To paraphrase Mark Twain, the reports of the UN Security Council’s death have been greatly exaggerated.
That does not mean to say that the legitimacy crisis is not real nor that the long-term trajectory – escalated by the Russian invasion of Ukraine – might not be terminal. The consequences for states in weaker positions and for the international norm on women, peace and security (WPS), a framework promoted and formalized over decades of harsh fights in the Council, can be detrimental.
As stated by Dag Hammarskjold: “It is not the … big Powers who need the United Nations for their protection. It is all the others.”
We arrived in New York to better understand the crisis of the UN Security Council (UNSC) following Russia’s invasion of Ukraine.

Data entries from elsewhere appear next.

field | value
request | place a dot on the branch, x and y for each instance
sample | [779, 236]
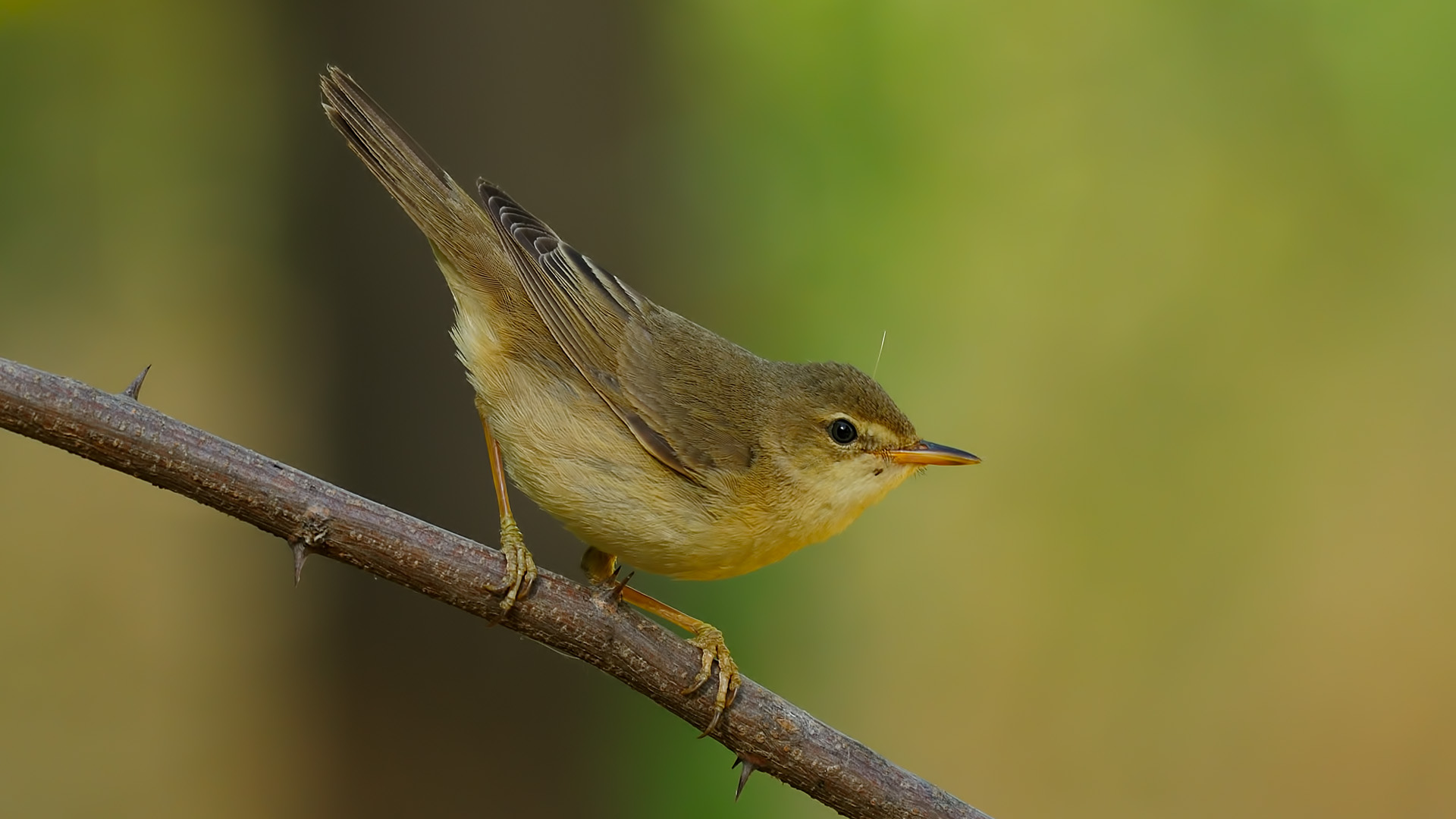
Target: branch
[316, 518]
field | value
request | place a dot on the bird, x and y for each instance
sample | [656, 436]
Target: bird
[650, 438]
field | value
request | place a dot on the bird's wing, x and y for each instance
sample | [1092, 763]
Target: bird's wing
[606, 330]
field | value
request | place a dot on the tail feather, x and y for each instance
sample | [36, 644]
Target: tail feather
[466, 241]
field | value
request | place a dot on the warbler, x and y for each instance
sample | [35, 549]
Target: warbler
[651, 439]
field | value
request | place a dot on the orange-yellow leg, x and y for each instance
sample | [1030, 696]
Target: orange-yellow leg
[601, 567]
[520, 566]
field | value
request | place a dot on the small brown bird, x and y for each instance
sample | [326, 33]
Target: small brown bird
[653, 439]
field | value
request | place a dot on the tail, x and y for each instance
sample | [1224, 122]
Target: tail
[468, 243]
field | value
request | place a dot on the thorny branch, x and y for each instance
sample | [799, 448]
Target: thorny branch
[764, 729]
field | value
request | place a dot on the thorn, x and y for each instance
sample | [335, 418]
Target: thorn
[300, 553]
[743, 777]
[134, 388]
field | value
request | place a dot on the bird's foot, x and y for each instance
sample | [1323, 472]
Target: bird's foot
[520, 567]
[711, 642]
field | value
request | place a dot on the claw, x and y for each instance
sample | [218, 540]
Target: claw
[711, 642]
[520, 569]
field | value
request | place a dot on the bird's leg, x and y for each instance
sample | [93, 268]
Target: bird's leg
[705, 637]
[520, 566]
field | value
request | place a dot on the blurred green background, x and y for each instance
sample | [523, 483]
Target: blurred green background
[1184, 275]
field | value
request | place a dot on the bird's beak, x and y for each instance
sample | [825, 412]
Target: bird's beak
[927, 453]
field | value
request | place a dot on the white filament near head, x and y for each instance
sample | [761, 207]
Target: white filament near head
[881, 353]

That the Russian veto has resulted in a failure to prevent or halt the aggression, a direct breach of the UN Charter, has undoubtedly taken a large toll on the Council’s already weakened legitimacy.
I have met many for which the UNSC, and perhaps even the UN, is considered outdated and obsolete. The inability to handle the Ukraine crisis just constitutes the final nail in the coffin.
But before we consider abandoning the current multilateral institution that is the UN, there are two questions we should answer.
First, what roles do the UN and its Security Council fill for state relations and for the normative framework it has created on women, peace and security?
Many states have larger diplomatic delegations in NY than they have in most countries. Why? Because in the hub that is the UN, a sizable part of many countries’ foreign policies plays out on a daily basis. This means an endless stream of countless negotiations and consultations, something which allows for handling misunderstandings, clarifications of positions, and resolving a range of low-grade conflicts. State relations to a high extent consist of actual meetings between people representing states, rather than only the abstract formal rules or institutions we sometimes depict in lecture halls and public debates.
Those that argue that the UN is just ‘talk’ underestimate the function this has for the majority of state interactions.
In fact, at this core hub, the international norm on WPS has been developed and now integrated into the seamless and endless web of dialogues that constitute state relations; resulting in real possibilities of addressing the serious problems that the norms were created to handle. As demonstrated by Zehra Arat, the UN has constituted a fundamental and successful arena for a multitude of diverse interest groups for forwarding women’s rights over time, including in the context of peace and security through the UNSC resolutions.
WPS and women’s rights are also part of the current debate on Ukraine. A recent example is the UNSC debate on the Maintenance of peace and security of Ukraine with a focus on conflict-related sexual violence (CRSV) and trafficking held on June 6th. It constituted the 23rd meeting held on Ukraine since the invasion. The meetings have been used to bring into the light the many hideous and devastating effects that the invasion has caused, and to maintain pressure on the invading state. At this meeting, the Ukraine Ambassador sat at the table where a war of words was fought, just a few seats down from Russia. A civil society organization took part online from Ukraine, hovering over the room from the screen above the table, expressing views from the conflict area.